What is a Bankruptcy?
Introduction to Bankruptcy
The United States Code has established a procedure that enables debtors to manage debt by seeking relief in the federal court system. The Federal Bankruptcy Act contemplates several different ways to manage this debt and in some cases to pay some or all of your creditors. Because the federal statutes and procedures change with each new Congress, this discussion is intended only to serve as a source of background information leaving it to each Plan Member to consult with a Bankruptcy specialist in the event bankruptcy seems to be an option.
For consumers there are at least two different statutory bodies of law by which to obtain relief from one’s creditors: Chapter 7 Bankruptcy and Chapter 13 Bankruptcy. These are named for the Sections in which they appear in the Federal Bankruptcy Act. [There is also a Chapter 11 procedural scheme that allows businesses to reorganize.]

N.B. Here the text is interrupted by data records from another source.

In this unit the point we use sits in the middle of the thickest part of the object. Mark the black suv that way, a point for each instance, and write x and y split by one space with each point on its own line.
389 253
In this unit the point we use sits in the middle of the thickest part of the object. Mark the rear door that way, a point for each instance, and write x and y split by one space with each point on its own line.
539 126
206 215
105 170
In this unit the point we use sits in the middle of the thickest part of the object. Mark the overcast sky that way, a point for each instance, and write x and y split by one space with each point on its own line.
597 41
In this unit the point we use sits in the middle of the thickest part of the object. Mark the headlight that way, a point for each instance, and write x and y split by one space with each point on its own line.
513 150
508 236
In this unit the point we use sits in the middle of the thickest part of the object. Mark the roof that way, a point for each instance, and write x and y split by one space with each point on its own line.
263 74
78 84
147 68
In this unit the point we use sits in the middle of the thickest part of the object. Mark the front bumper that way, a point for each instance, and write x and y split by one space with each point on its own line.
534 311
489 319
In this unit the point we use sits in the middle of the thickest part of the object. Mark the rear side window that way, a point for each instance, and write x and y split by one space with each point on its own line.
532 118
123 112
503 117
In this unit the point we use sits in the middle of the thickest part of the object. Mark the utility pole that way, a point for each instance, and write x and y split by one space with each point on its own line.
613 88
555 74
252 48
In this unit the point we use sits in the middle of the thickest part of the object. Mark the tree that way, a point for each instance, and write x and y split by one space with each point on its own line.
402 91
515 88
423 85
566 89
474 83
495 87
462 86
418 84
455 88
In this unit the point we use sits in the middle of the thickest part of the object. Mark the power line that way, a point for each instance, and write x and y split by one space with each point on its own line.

Chapter 7 is the traditional means of declaring bankruptcy, and enables one to clear one’s debt, with some exceptions, and to begin one’s financial slate anew. Chapter 13 is the alternative that is often encouraged by attorneys and judges and provides that one can obtain relief from their debts, but not to wipe the slate completely clean. Chapter 13 is designed to help creditors obtain something from the obligations owed, although nowhere near 100 percent.